The paradox of things is that you assume that the happiness you get will last as long as the thing itself. It seems intuitive that investing in something you can see, hear, and touch on a permanent basis delivers the best value. But it is wrong.
You get used to new possessions. What seemed novel and exciting quickly becomes the norm. You keep raising the bar. New purchases lead to new expectations. You get used to a new possession, you look for an even better one.
Possessions foster comparisons. You buy a new car and are thrilled with it until a friend buys a better one – and there is always someone with a better one.
We buy things because we think they’ll make us feel a certain way. ‘Buy this and buy that, so you can look like her and feel like him.’ But buying things does not actually help us truly feel anything (except instant gratification). Advertisements sell the feelings that objects might give us. But the truth is, those feelings pass, and then all you’re left with is stuff.
Our possessions do not define us, or help us understand the important things in life. They feed our Ego and create a false sense of Self, an identity based off of material things sold in a store.
Of course there are things we need to spend money on to survive, to provide, to stay fed, and warm, and safe, but beyond those basic needs it’s totally up to us how we spend our money … We have the choice.
We need to look at the way we spend our money, because there is a science telling us we will live a happier life by spending it on experiences.
Taking a course, going on an adventure, or picking up a new hobby, require us to be active, learn, and test ourselves. They form memories that stay with us forever to share, relive, and build upon.
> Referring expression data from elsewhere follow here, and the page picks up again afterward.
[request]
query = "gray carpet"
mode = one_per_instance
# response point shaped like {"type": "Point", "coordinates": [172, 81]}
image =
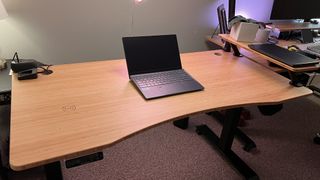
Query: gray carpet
{"type": "Point", "coordinates": [285, 150]}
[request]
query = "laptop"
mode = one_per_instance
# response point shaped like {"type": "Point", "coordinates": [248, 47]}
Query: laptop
{"type": "Point", "coordinates": [283, 55]}
{"type": "Point", "coordinates": [154, 66]}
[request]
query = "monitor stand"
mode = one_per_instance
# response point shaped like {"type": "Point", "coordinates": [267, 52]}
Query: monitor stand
{"type": "Point", "coordinates": [307, 36]}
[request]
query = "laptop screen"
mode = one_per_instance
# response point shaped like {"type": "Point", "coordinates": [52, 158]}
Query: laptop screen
{"type": "Point", "coordinates": [146, 54]}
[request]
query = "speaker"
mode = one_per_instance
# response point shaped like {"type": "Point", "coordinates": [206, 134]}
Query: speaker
{"type": "Point", "coordinates": [23, 65]}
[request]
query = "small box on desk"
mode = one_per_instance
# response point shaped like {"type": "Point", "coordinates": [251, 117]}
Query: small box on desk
{"type": "Point", "coordinates": [245, 32]}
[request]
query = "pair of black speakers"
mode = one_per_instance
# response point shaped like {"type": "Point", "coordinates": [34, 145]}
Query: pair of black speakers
{"type": "Point", "coordinates": [26, 69]}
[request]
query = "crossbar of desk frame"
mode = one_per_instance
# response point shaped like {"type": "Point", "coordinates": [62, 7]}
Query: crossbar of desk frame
{"type": "Point", "coordinates": [224, 143]}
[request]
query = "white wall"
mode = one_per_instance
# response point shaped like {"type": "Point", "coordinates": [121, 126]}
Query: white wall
{"type": "Point", "coordinates": [66, 31]}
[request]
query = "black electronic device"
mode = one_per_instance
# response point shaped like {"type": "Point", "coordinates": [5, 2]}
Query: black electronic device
{"type": "Point", "coordinates": [155, 68]}
{"type": "Point", "coordinates": [288, 9]}
{"type": "Point", "coordinates": [285, 56]}
{"type": "Point", "coordinates": [24, 64]}
{"type": "Point", "coordinates": [28, 74]}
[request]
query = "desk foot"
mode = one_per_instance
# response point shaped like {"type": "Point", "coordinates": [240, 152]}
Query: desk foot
{"type": "Point", "coordinates": [229, 155]}
{"type": "Point", "coordinates": [249, 144]}
{"type": "Point", "coordinates": [296, 79]}
{"type": "Point", "coordinates": [182, 123]}
{"type": "Point", "coordinates": [227, 48]}
{"type": "Point", "coordinates": [53, 171]}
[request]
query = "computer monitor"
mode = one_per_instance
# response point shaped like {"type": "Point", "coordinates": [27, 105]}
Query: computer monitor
{"type": "Point", "coordinates": [301, 9]}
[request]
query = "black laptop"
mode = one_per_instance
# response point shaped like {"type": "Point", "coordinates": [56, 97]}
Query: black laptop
{"type": "Point", "coordinates": [154, 66]}
{"type": "Point", "coordinates": [283, 55]}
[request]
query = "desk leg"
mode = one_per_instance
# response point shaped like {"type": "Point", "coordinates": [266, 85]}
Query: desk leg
{"type": "Point", "coordinates": [294, 79]}
{"type": "Point", "coordinates": [182, 123]}
{"type": "Point", "coordinates": [227, 48]}
{"type": "Point", "coordinates": [224, 143]}
{"type": "Point", "coordinates": [53, 171]}
{"type": "Point", "coordinates": [249, 144]}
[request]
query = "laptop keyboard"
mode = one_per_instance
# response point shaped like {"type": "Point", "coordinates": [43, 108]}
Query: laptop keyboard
{"type": "Point", "coordinates": [315, 47]}
{"type": "Point", "coordinates": [161, 78]}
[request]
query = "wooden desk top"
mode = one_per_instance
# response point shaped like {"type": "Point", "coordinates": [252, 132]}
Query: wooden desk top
{"type": "Point", "coordinates": [82, 108]}
{"type": "Point", "coordinates": [290, 26]}
{"type": "Point", "coordinates": [244, 45]}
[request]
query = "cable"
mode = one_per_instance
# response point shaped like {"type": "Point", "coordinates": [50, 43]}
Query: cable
{"type": "Point", "coordinates": [46, 71]}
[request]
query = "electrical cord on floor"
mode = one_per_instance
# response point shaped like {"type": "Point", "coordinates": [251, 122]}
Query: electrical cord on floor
{"type": "Point", "coordinates": [46, 70]}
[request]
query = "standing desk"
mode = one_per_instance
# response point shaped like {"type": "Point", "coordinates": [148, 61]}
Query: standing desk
{"type": "Point", "coordinates": [292, 70]}
{"type": "Point", "coordinates": [86, 107]}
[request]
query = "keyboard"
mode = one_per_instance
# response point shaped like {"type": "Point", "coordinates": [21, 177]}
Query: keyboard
{"type": "Point", "coordinates": [314, 47]}
{"type": "Point", "coordinates": [161, 78]}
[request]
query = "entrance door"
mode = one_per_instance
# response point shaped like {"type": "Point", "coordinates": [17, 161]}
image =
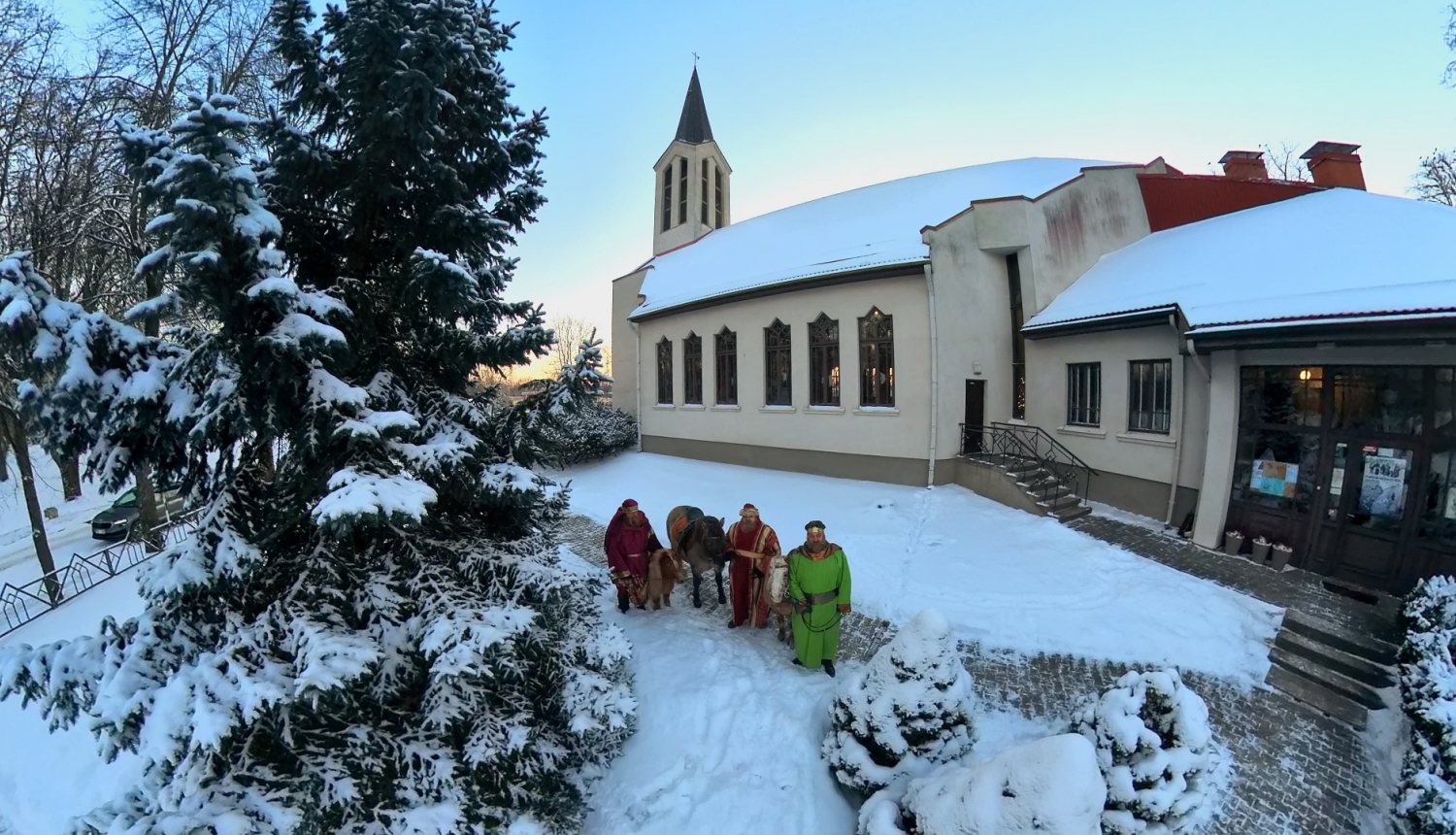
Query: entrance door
{"type": "Point", "coordinates": [1368, 506]}
{"type": "Point", "coordinates": [975, 416]}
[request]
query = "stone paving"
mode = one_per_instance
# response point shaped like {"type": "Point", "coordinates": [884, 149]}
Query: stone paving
{"type": "Point", "coordinates": [1296, 771]}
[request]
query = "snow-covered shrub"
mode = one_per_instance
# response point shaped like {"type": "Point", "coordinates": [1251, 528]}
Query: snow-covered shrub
{"type": "Point", "coordinates": [909, 707]}
{"type": "Point", "coordinates": [1427, 794]}
{"type": "Point", "coordinates": [1156, 751]}
{"type": "Point", "coordinates": [1051, 785]}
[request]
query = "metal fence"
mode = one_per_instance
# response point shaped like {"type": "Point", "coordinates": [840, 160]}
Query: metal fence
{"type": "Point", "coordinates": [19, 605]}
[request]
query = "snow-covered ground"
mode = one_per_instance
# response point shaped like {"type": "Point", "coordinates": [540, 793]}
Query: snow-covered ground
{"type": "Point", "coordinates": [1004, 578]}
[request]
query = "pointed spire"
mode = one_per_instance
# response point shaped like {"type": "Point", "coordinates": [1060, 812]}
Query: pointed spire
{"type": "Point", "coordinates": [693, 125]}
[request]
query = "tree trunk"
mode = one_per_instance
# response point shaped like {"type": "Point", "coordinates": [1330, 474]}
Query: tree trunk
{"type": "Point", "coordinates": [70, 476]}
{"type": "Point", "coordinates": [20, 444]}
{"type": "Point", "coordinates": [146, 529]}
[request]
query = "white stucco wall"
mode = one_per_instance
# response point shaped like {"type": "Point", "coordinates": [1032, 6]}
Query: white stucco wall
{"type": "Point", "coordinates": [1111, 448]}
{"type": "Point", "coordinates": [899, 433]}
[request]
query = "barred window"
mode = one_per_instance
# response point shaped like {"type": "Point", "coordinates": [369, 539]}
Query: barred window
{"type": "Point", "coordinates": [824, 361]}
{"type": "Point", "coordinates": [777, 364]}
{"type": "Point", "coordinates": [681, 189]}
{"type": "Point", "coordinates": [877, 360]}
{"type": "Point", "coordinates": [1083, 393]}
{"type": "Point", "coordinates": [725, 369]}
{"type": "Point", "coordinates": [1149, 395]}
{"type": "Point", "coordinates": [693, 369]}
{"type": "Point", "coordinates": [664, 372]}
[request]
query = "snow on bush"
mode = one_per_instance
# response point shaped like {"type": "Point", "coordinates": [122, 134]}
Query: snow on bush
{"type": "Point", "coordinates": [1051, 785]}
{"type": "Point", "coordinates": [909, 707]}
{"type": "Point", "coordinates": [1427, 799]}
{"type": "Point", "coordinates": [1156, 751]}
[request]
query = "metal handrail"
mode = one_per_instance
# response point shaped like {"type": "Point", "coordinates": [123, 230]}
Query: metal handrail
{"type": "Point", "coordinates": [1012, 445]}
{"type": "Point", "coordinates": [22, 604]}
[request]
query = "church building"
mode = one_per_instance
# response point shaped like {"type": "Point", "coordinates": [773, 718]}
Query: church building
{"type": "Point", "coordinates": [1051, 331]}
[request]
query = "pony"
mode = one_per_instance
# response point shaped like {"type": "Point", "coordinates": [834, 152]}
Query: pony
{"type": "Point", "coordinates": [663, 573]}
{"type": "Point", "coordinates": [702, 544]}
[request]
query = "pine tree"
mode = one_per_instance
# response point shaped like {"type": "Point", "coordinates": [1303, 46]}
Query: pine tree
{"type": "Point", "coordinates": [373, 634]}
{"type": "Point", "coordinates": [908, 709]}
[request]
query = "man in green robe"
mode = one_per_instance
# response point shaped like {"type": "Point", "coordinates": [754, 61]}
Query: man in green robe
{"type": "Point", "coordinates": [818, 587]}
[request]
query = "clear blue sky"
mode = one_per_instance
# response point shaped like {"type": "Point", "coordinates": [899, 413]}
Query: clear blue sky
{"type": "Point", "coordinates": [810, 98]}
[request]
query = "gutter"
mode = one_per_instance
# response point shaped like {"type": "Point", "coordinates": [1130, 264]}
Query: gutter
{"type": "Point", "coordinates": [935, 376]}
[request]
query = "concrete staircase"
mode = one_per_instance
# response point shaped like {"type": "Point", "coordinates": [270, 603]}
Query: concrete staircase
{"type": "Point", "coordinates": [1331, 669]}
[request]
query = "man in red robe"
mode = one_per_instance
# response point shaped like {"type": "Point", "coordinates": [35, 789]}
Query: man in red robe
{"type": "Point", "coordinates": [629, 541]}
{"type": "Point", "coordinates": [753, 544]}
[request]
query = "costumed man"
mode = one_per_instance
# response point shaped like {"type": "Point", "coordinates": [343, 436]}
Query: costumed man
{"type": "Point", "coordinates": [818, 586]}
{"type": "Point", "coordinates": [753, 544]}
{"type": "Point", "coordinates": [629, 541]}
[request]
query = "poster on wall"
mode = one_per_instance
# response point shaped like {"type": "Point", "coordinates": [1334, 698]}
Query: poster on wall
{"type": "Point", "coordinates": [1382, 490]}
{"type": "Point", "coordinates": [1274, 479]}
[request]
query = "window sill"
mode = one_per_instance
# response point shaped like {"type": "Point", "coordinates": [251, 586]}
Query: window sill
{"type": "Point", "coordinates": [1147, 438]}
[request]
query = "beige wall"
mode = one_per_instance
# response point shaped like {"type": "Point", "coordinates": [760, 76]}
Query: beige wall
{"type": "Point", "coordinates": [623, 341]}
{"type": "Point", "coordinates": [900, 433]}
{"type": "Point", "coordinates": [1111, 448]}
{"type": "Point", "coordinates": [680, 233]}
These memories help us define who we really are, what actually makes us happy, and they help carve out our core values and morals … something that a new pair of kicks just can’t do.
So follow the path that will ultimately give you greater happiness and fulfillment in life, and invest in your experiences. Cut the price tag and go explore the world outside … After all, when you die all you’ll have is your memories, so you better make some good ones.
Experiences become a part of our identity. You are not your possessions, but you are the accumulation of everything you have seen, the things you have done, and the places you have been.
Buying an Apple Watch is not going to change who you are; taking a break from work to hike the Appalachian Trail from start to finish most certainly will.
Experiences are enjoyable from the very first moments of planning, all the way through to the memories you cherish forever. The very fact that they last for only a short time is part of what makes you value them so much, and that value tends to increase as time passes. Things may last longer than experiences, but the memories that linger are what matter most.
You can think that part of your identity is connected to things, but nonetheless they remain separate from you. In contrast, your experiences really are part of you. You are the sum total of your experiences.